IO, IO, it’s off to work we go.
IO in computer systems, and more specifically disk IO, is probably the most overlooked and ignored cause of performance problems in modern systems. My intent through the upcoming installments of this blog post is to delve deeply into this subject and help shed some light on IO.
What is IO? In simplistic terms it is a chunk of data getting moved from one device to another. These chunks can be easily depicted by imagining moving dirt in trucks. If you take a dump truck full of dirt from one place to another, it is like one IO. Now imagine 10,000 dump trucks per second moving down the highway at light speed – that is what it’s like inside a computer.
Why is it important to think about IO in this fashion? Let me explain by using the dirt truck analogy once more. More often than not, the scoopers filling the truck are equivalent to the size of the truck carrying it. Keeping these sizes the same makes loading and unloading more efficient and cost effective. If you were to have a scooper half the size of the truck, trucks would be waiting around for a second scoop or leaving half full. Now if you were to have smaller trucks, it would mean multiple trucks per scoop- not very efficient. Most people don’t realize but these two scenarios happen inside computers all the time.
Now that the concept is hopefully clearer, let’s put some numbers to it. A standard computer hard drive is capable of sustaining around 80 IO’s per second also known as 80 IOPS. Standard IO’s are 4 Kilobytes in size or 4KB. This comes out to roughly 327 Megabytes or 327MB per second. So under ideal conditions you could transfer a 327MB file in one second. However, if you are only filling the dump truck half full you can only process 80 per second, limiting your system to 163MB per second of movable data.
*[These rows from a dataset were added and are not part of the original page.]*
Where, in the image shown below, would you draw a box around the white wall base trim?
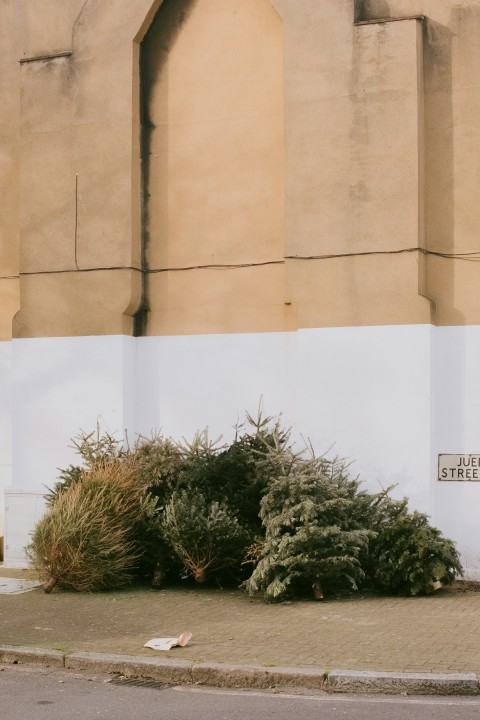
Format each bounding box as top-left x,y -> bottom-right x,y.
0,325 -> 480,578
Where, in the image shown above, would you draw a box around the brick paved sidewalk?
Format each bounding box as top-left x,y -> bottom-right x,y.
0,567 -> 480,675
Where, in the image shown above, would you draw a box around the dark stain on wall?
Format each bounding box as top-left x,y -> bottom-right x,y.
354,0 -> 391,22
134,0 -> 198,337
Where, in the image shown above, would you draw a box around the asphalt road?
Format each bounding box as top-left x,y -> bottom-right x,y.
0,665 -> 480,720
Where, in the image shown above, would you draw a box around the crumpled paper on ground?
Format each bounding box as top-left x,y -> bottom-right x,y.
143,631 -> 192,650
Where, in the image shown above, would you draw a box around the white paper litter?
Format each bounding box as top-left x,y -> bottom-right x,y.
143,632 -> 192,650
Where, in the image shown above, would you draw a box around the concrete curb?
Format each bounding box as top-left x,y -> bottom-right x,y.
328,670 -> 479,695
0,645 -> 480,695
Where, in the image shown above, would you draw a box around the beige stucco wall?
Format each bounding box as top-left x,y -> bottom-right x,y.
142,0 -> 289,335
0,0 -> 20,340
0,0 -> 480,339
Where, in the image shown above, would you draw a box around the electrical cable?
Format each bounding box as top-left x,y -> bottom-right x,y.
0,247 -> 480,280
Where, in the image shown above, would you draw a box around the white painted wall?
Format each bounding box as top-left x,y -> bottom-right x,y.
0,325 -> 480,577
5,336 -> 135,566
0,340 -> 12,537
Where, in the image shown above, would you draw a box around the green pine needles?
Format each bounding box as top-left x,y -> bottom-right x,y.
28,413 -> 462,601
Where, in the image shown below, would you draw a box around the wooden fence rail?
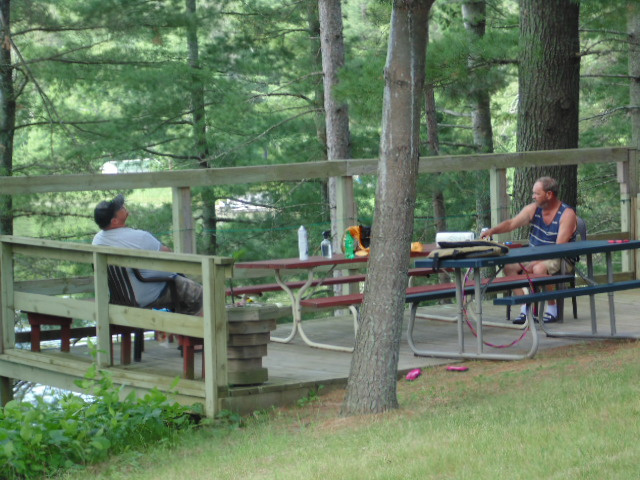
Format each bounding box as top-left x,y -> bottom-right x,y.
0,235 -> 233,415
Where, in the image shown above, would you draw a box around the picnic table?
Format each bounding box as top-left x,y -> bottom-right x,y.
408,240 -> 640,360
235,249 -> 435,352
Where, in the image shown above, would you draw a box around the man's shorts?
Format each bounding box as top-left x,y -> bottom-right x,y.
525,258 -> 575,275
146,275 -> 202,315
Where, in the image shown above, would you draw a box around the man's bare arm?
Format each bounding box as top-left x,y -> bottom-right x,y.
482,203 -> 536,238
556,208 -> 577,243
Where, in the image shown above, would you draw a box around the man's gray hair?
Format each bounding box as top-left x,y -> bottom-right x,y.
536,177 -> 558,197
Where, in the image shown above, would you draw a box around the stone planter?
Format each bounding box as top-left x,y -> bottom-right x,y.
227,305 -> 283,385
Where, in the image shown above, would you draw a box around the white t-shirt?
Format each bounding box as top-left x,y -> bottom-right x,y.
92,227 -> 175,307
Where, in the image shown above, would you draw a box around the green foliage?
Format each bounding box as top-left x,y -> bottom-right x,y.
0,364 -> 195,479
297,385 -> 324,407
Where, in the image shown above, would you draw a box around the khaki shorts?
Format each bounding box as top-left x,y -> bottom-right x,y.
146,275 -> 202,315
524,258 -> 575,275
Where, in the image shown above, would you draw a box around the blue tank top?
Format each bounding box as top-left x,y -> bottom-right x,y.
529,203 -> 576,247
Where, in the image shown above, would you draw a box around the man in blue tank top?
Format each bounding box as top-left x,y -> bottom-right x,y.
482,177 -> 577,325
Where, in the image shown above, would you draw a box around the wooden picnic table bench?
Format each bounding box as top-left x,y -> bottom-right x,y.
300,275 -> 573,309
226,268 -> 435,296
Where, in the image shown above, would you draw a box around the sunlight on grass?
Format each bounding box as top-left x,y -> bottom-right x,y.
61,342 -> 640,480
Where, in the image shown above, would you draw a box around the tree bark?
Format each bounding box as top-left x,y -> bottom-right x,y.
514,0 -> 580,237
185,0 -> 218,255
462,0 -> 493,230
627,2 -> 640,149
424,83 -> 447,234
342,0 -> 433,415
0,0 -> 16,235
318,0 -> 353,252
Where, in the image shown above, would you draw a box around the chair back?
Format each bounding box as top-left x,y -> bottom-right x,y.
107,265 -> 138,307
576,216 -> 587,241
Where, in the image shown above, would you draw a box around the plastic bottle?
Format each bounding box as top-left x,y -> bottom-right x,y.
298,225 -> 309,260
344,232 -> 356,258
320,230 -> 333,258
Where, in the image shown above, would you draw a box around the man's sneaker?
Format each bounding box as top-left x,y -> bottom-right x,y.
513,313 -> 527,325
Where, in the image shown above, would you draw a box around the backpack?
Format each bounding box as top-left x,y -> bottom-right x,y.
427,240 -> 509,269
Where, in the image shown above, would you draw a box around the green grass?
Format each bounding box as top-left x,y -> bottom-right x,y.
60,342 -> 640,480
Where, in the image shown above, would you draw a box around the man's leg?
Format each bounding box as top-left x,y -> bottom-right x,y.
504,263 -> 528,325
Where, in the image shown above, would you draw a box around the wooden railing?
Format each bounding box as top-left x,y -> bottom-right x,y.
0,235 -> 233,415
0,147 -> 640,258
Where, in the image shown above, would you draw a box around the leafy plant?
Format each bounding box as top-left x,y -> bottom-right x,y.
0,364 -> 197,479
297,385 -> 324,407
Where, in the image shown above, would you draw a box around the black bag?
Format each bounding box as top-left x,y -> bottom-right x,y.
427,240 -> 509,268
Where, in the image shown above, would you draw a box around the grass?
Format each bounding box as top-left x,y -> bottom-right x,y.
60,341 -> 640,480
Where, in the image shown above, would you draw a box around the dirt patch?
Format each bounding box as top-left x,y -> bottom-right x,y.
278,340 -> 637,432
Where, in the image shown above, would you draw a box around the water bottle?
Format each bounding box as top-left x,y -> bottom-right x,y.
320,230 -> 333,258
344,232 -> 356,258
298,225 -> 309,260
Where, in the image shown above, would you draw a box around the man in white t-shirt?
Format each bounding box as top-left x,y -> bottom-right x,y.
93,195 -> 202,315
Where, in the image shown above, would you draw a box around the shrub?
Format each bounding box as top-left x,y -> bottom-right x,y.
0,364 -> 197,479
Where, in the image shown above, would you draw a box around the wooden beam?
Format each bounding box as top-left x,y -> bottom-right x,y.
489,168 -> 511,242
202,258 -> 227,417
172,187 -> 196,253
0,243 -> 16,353
0,147 -> 628,195
92,252 -> 112,367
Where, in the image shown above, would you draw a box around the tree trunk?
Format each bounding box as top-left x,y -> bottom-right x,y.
627,2 -> 640,149
307,0 -> 327,159
462,0 -> 493,230
185,0 -> 218,255
342,0 -> 433,415
318,0 -> 353,252
514,0 -> 580,236
0,0 -> 16,235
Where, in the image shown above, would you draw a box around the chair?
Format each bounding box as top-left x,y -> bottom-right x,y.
107,265 -> 204,379
557,216 -> 587,322
107,265 -> 177,365
507,215 -> 587,322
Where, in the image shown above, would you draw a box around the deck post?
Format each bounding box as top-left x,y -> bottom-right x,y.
202,256 -> 228,417
333,171 -> 358,293
489,168 -> 511,242
93,252 -> 112,367
0,241 -> 15,407
171,187 -> 196,253
0,242 -> 16,353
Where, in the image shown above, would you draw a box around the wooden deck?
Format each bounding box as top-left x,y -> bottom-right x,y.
1,291 -> 640,412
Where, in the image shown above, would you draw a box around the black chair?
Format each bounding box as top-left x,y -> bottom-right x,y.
107,265 -> 204,379
556,216 -> 587,322
107,265 -> 178,364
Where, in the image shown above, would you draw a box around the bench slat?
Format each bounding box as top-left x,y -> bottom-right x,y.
300,275 -> 574,309
493,280 -> 640,305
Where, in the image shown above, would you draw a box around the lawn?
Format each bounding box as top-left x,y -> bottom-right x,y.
64,341 -> 640,480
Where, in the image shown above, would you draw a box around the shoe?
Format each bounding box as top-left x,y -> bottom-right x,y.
513,313 -> 527,325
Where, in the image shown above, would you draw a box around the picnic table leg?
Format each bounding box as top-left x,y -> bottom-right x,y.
454,268 -> 464,354
271,270 -> 313,343
605,252 -> 616,337
473,268 -> 484,354
407,288 -> 539,360
294,270 -> 358,353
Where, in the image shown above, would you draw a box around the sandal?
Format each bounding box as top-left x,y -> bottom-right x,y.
513,313 -> 527,325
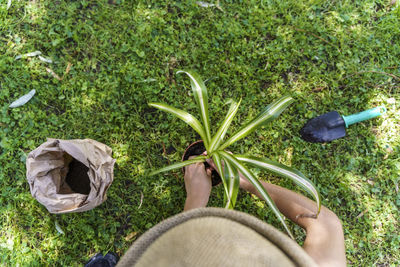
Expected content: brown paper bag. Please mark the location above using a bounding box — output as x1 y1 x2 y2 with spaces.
26 139 115 213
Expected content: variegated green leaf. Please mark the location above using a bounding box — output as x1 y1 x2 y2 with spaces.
149 103 209 150
235 155 321 215
149 156 207 176
219 96 293 150
210 99 242 153
176 70 211 143
218 151 294 239
223 156 240 209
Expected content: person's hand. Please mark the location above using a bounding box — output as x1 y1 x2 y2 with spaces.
184 156 212 210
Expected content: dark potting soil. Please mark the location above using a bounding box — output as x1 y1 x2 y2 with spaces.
65 159 90 195
183 142 222 186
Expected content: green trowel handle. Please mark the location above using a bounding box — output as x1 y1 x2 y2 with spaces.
342 106 386 128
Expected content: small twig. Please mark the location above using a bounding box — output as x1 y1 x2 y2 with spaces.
295 213 318 221
292 27 342 53
62 62 72 79
340 70 400 81
138 192 144 209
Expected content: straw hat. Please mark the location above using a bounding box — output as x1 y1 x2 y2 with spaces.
117 208 317 267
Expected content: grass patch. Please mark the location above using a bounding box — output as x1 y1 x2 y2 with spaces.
0 0 400 266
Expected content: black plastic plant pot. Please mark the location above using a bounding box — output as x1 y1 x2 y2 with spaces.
182 140 222 186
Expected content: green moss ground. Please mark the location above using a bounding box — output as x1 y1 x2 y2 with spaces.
0 0 400 266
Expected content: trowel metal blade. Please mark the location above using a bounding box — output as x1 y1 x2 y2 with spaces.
300 111 346 143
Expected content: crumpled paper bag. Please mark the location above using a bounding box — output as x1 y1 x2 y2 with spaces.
26 139 115 213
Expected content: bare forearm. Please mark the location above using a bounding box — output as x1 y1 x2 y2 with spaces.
243 181 317 229
241 180 346 266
In typical systems we find that the dump trucks might only be filled to 10% of capacity limiting you further. The typical response to slow file movement has been to get faster hard drives. Technology has now provided us with systems that are capable of 1 Million IOPS or more. At a million IOPS, even at 10% efficiency, you can move over 400 Billion Bytes or 400GB in one second. These systems are rather expensive however with prices between $250,000 and $500,000. If you have loads of spare money, the solution is easy; buy a ridiculously fast system to process inefficient data. If you have a budget, you might want to dig into your systems and optimize your IO.